Reputation: 9019
I want to be able to split a list of items when reaching a capitalized word, for example:
Input:
s = ['HARRIS', 'second', 'caught', 'JONES', 'third', 'Smith', 'stole', 'third']
Output:
['HARRIS', 'second', 'caught']
['JONES', 'third']
['Smith', 'stole', 'third']
Would it be best to approach this problem using s.index('some regex') and then split the list accordingly at those given indices?
Upvotes: 1
Views: 119
Reputation: 75
str.istitle("Abc") #True
str.istitle("ABC") #False
str.istitle("ABc") #False
str.isupper("Abc") #False
str.isupper("ABC") #True
str.isupper("ABc") #False
So I think it will help you Checking if first letter of string is in uppercase
a = "Abc"
print(str.isupper(a[0]))
or
a = "Abc"
print(a[0].isupper())
Upvotes: 0
Reputation: 22963
If your willing to use a third-party library, you can use iteration_utilities.Iterable
to easily accomplish this:
>>> from iteration_utilities import Iterable
>>>
>>> lst = ['HARRIS', 'second', 'caught', 'JONES', 'third', 'Smith', 'stole', 'third']
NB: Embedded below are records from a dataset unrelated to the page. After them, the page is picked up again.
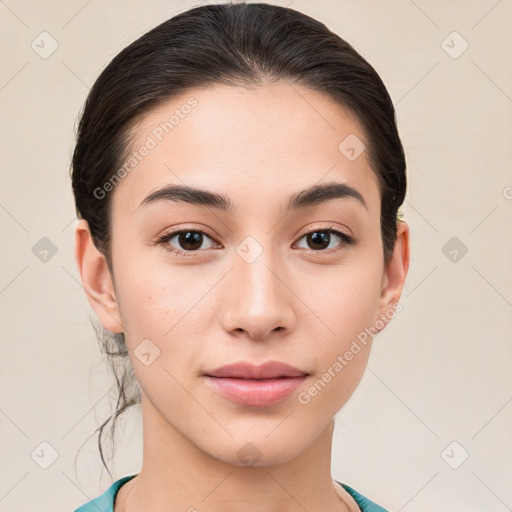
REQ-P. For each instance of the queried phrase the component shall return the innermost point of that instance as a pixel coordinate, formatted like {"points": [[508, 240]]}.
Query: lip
{"points": [[256, 386], [268, 370]]}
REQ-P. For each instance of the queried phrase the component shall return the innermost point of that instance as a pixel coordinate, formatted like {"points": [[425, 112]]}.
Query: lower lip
{"points": [[256, 393]]}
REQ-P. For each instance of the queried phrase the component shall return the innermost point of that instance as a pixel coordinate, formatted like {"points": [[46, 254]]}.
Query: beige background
{"points": [[441, 372]]}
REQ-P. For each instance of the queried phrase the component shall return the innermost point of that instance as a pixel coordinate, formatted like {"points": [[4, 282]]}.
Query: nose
{"points": [[257, 299]]}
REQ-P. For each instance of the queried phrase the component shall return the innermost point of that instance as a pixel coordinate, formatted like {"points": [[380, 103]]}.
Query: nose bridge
{"points": [[254, 270], [258, 298]]}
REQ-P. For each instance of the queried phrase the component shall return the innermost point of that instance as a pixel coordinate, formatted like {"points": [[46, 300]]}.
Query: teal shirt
{"points": [[105, 502]]}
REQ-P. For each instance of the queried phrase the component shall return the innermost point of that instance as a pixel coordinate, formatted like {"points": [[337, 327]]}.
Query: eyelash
{"points": [[347, 240]]}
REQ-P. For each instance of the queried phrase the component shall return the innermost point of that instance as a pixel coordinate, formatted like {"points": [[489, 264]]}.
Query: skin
{"points": [[294, 303]]}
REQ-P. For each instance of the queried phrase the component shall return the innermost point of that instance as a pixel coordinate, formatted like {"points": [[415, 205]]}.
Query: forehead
{"points": [[252, 142]]}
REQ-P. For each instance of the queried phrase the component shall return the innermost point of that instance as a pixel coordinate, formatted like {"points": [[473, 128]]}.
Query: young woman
{"points": [[238, 175]]}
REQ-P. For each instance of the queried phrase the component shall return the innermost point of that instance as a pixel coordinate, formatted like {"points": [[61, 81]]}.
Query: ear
{"points": [[395, 273], [96, 279]]}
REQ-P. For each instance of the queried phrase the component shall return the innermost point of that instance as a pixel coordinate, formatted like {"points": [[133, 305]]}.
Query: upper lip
{"points": [[268, 370]]}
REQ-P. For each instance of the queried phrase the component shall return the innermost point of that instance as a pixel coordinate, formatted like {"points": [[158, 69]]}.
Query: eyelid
{"points": [[166, 236]]}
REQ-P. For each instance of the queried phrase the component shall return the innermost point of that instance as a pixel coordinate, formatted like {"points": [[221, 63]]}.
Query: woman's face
{"points": [[266, 280]]}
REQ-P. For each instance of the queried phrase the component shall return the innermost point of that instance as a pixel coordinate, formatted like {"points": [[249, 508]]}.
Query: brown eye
{"points": [[321, 239], [188, 241]]}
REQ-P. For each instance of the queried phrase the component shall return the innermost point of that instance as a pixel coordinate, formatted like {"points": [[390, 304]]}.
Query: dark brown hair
{"points": [[232, 44]]}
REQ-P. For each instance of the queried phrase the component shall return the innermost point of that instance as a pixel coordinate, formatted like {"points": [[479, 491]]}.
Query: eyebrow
{"points": [[311, 196]]}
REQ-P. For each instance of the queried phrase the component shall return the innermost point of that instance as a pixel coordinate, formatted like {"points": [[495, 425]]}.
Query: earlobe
{"points": [[96, 279], [395, 272]]}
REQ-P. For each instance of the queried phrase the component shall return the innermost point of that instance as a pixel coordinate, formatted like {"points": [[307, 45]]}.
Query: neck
{"points": [[176, 473]]}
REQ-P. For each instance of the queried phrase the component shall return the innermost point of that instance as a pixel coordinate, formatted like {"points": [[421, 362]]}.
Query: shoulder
{"points": [[104, 502], [365, 504]]}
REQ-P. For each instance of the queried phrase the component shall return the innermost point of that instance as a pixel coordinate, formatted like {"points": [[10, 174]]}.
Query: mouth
{"points": [[255, 386]]}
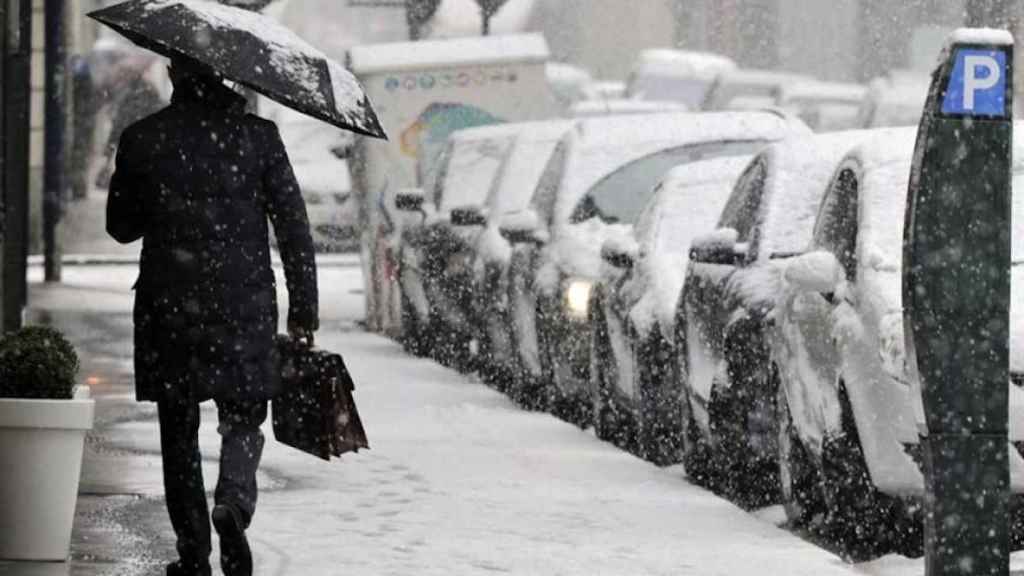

>>> Iterable(lst).split(str.isupper, keep_after=True).filter(lambda l: l).as_list()
[['HARRIS', 'second', 'caught'], ['JONES', 'third', 'Smith', 'stole', 'third']]
Upvotes: 1
Reputation: 3818
A straight forward way is to enumerate the list, when founding a Capital, we start a new list, otherwise append.
s = ['HARRIS', 'second', 'caught', 'JONES', 'third', 'Smith', 'stole', 'third', 'H']
def split_by(lst, p):
lsts = []
for x in lst:
if p(x):
lsts.append([x])
else:
lsts[-1].append(x)
return lsts
print(split_by(s, str.isupper))
Upvotes: 0
Reputation: 71461
You can try this:
s = ['HARRIS', 'second', 'caught', 'JONES', 'third', 'Smith', 'stole', 'third']
indices = [i for i, a in enumerate(s) if a[0].isupper()]
indices.append(len(s))
final_list = [s[indices[i]:indices[i+1]] for i in range(len(indices)-1)]
Output:
[['HARRIS', 'second', 'caught'], ['JONES', 'third'], ['Smith', 'stole', 'third']]
Note that this solution only works when the first letter in a certain element is uppercase.
If you want a solution where any letter can be capitalized:
s = ['HARRIS', 'second', 'caught', 'JONES', 'third', 'Smith', 'stole', 'third']
indices = [i for i, a in enumerate(s) if any(b.isupper() for b in a)]
indices.append(len(s))
final_list = [s[indices[i]:indices[i+1]] for i in range(len(indices)-1)]
Upvotes: 2